Le Château et la Chapelle sont peu éloignés l’un de l’autre, au milieu d’un énorme espace planté de résineux et de divers autres arbres pour une part, et parsemé de cistes pour une plus large surface, au point qu’à la période de floraison, en juin, la montagne parait couverte de neige.




Depuis les alentours du château, ou de la chapelle, on voit au loin Campoussy, Sournia un peu plus important, et quelques rochers les uns ordinaires, les autres plus particulier, tel celui qui ressemble à une mâchoire de crocodile, ou cet autre,
le Roc Cornut, comme posée en équilibre sur un socle, sur lequel un homme seul pouvait aisément la faire se déplacer jusqu’au jour d’orage où la foudre lui est tombée dessus, l’immobilisant pour toujours, mais on distinguerait difficilement une présence. Paysage désert…aujourd’hui en 2021. Combien cela devait-il être encore plus vide en 1944, quand, en plus la route, la seule route qui relie cette montagne à Prades, n’était qu’un chemin rocailleux.

La chapelle St Just
& St Pasteur est du douzième siècle. S'y perpétue – en privé - la tradition de la Pentecôte avec une cérémonie annuelle réservée aux membres de la famille propriétaire des lieux et aux proches. A l’arrière de la chapelle, deux cèdres qui furent plantés il y a quelques 80 ans par la famille (pour les fiançailles de Georges Jaubert et Marie Rotgé me précise-t-on).




A l’intérieur de la chapelle, un autel en pierre, quelques colonnades sous l’alcôve, et quelques statues
récentes, la plus remarquable en l’honneur de Jean-Baptiste, se trouve là, don de Jeannot Soler, en reconnaissance d’avoir survécu à un terrible accident de voiture en décembre 1946.

Jeannot Soler
(Sous lieutenant FFI) ainsi que ses parents qui avaient le métayage de Palmes, ainsi que Michel Perpinya, qui avait 14 ans et logeait en partie à Palmes, en partie à Mosset, étaient les occupants fixes du château cet hiver de 1944, quand les soldats allemands firent irruption la nuit du 22 février, nuit de la mi-carême, dans la petite maison du 1 rue Nationale - nommée de nos jours général de Gaulle - à Prades, maison dans laquelle vivaient depuis 1940, les familles Fliederbaum (Salomon et Rachel , Borenzteijn (Eva et Bernard et leur fils Jeannot), et Friedman (Lonia et sa fille Odette).

Toutes ces neuf personnes survécurent à cette irruption grâce à la cachette qu’avaient aménagée pépé (Salomon), Bernard Borenzteijn et monsieur Sala), pendant les quelques 18 mois où les deux premiers n'avaient dû ni sortir ni se montrer, suite à l’invasion de la zone libre par les allemands ainsi qu'une chambre prise sur l'espace du grenier. Dans la chambre put se réfugier plusieurs mois un neveu des Sala, François, dont le père se livrait à Cerbère à des opérations illégales aux yeux de la gestapo. La cachette ne servit qu'une nuit…mais rien n'eut pu mieux justifier sa création.

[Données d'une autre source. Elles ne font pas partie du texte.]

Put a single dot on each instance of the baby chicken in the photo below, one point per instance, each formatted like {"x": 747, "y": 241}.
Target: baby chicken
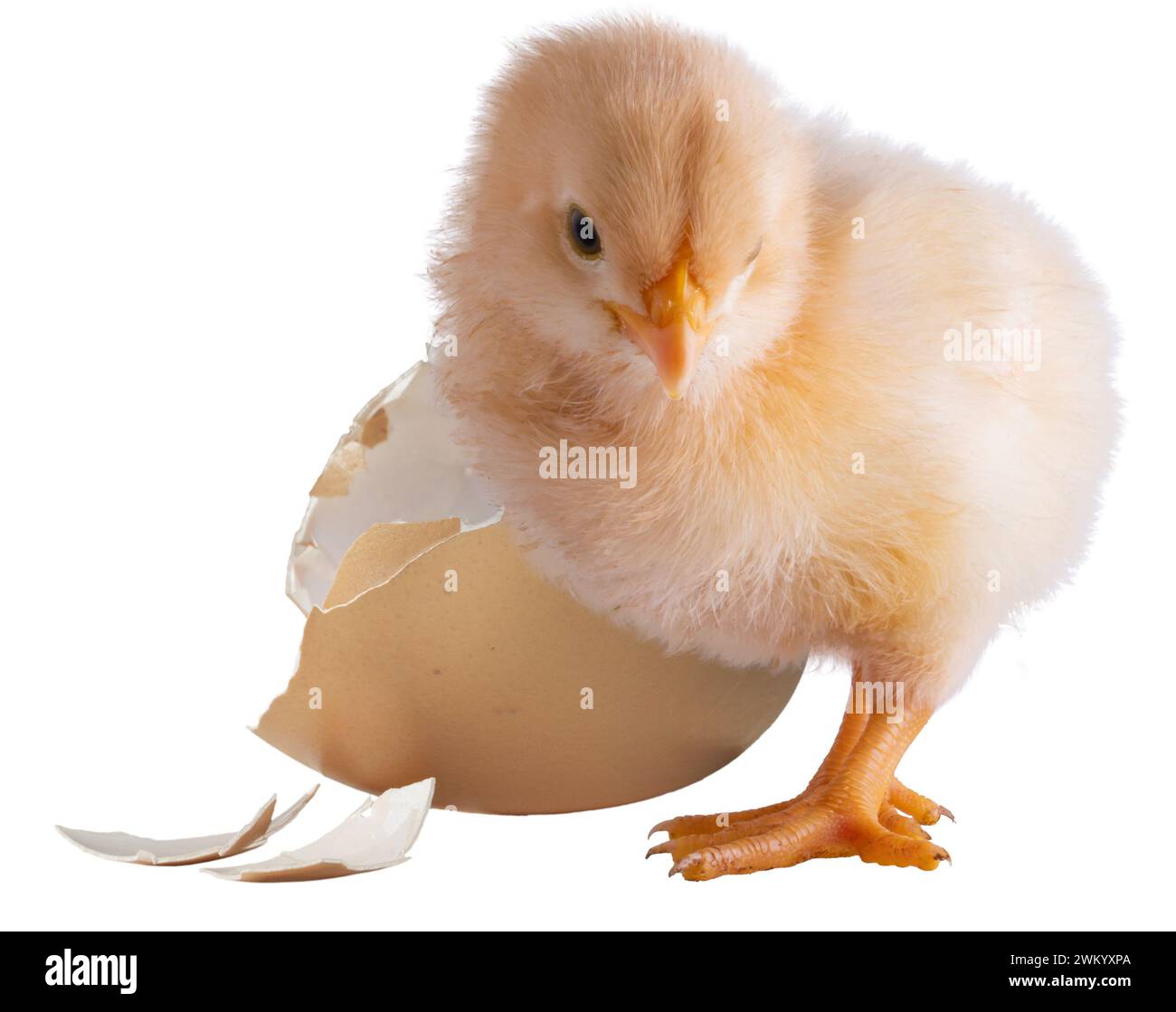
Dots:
{"x": 868, "y": 395}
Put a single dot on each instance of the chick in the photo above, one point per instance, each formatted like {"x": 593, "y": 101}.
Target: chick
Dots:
{"x": 868, "y": 395}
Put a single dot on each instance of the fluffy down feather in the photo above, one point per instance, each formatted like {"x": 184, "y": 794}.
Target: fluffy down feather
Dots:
{"x": 866, "y": 494}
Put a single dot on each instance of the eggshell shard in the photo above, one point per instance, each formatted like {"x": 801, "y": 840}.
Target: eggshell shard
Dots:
{"x": 375, "y": 836}
{"x": 188, "y": 850}
{"x": 434, "y": 648}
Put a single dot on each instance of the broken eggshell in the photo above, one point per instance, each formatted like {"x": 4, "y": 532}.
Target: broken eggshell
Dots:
{"x": 377, "y": 835}
{"x": 188, "y": 850}
{"x": 434, "y": 648}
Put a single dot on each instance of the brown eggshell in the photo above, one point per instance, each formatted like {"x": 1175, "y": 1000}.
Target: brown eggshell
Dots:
{"x": 440, "y": 651}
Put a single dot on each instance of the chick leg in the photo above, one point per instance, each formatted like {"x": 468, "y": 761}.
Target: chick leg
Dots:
{"x": 845, "y": 814}
{"x": 686, "y": 832}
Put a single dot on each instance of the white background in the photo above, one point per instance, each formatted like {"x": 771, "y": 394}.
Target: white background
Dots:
{"x": 213, "y": 222}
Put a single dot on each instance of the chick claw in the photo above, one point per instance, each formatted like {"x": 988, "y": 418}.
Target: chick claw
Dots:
{"x": 853, "y": 805}
{"x": 820, "y": 828}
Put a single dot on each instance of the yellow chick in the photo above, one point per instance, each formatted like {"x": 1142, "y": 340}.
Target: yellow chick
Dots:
{"x": 866, "y": 395}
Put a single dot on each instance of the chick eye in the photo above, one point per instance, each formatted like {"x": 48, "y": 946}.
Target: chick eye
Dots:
{"x": 583, "y": 232}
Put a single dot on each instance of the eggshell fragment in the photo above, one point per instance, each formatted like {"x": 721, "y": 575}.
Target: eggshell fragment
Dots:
{"x": 376, "y": 835}
{"x": 188, "y": 850}
{"x": 433, "y": 647}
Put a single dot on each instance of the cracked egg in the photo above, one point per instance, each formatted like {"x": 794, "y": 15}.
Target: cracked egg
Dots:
{"x": 433, "y": 648}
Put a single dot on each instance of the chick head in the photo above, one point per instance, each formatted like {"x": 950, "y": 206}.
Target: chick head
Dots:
{"x": 638, "y": 200}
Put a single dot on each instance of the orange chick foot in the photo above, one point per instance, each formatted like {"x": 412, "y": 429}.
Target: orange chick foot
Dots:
{"x": 853, "y": 807}
{"x": 824, "y": 826}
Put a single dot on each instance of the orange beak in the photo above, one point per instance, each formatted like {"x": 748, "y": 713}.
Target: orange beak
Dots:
{"x": 674, "y": 329}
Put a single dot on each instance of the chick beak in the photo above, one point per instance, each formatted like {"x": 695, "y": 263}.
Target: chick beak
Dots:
{"x": 674, "y": 329}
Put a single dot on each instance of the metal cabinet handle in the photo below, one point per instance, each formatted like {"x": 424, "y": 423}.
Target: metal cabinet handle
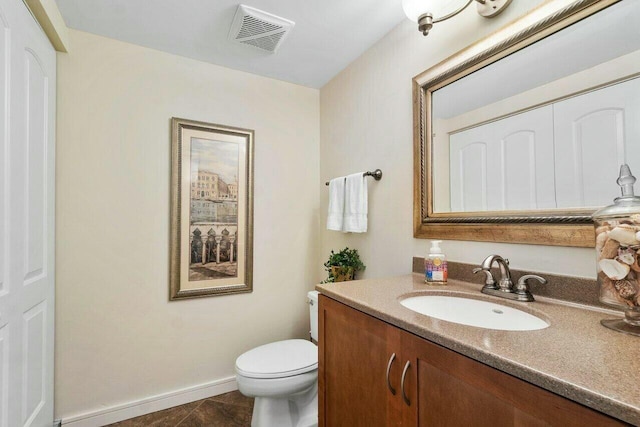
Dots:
{"x": 391, "y": 359}
{"x": 404, "y": 374}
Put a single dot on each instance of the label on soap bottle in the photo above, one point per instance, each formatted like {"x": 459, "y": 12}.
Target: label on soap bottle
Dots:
{"x": 435, "y": 270}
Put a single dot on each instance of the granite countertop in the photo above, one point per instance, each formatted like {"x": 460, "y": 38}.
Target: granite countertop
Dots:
{"x": 575, "y": 356}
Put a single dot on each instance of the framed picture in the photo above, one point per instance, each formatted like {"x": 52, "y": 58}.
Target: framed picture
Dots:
{"x": 211, "y": 210}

Les allemands cherchèrent les habitants de la maison, menacèrent Jeannot - qui était lui dans son lit - de leurs armes, interrogèrent les Sala - qui habitaient aussi la maison mais n’étaient pas juifs et n’intéressaient donc pas les soldats -, et repartirent bredouilles…non sans avoir mis les scellés. La famille était sauve mais le lieu était grillé.

Quelqu’un
dénommé "Monsieur de Prades" dans les souvenirs d'Irène (était-ce Charles Bauby ?) suggéra que la famille parte se cacher à Palmes.

Lonia et Odette (grâce à un autre voisin du nom de Marceau) étaient sous la protection de mademoiselle Quès, institutrice, et se cachèrent chez elle au village de Vinça, sur la route de Perpignan.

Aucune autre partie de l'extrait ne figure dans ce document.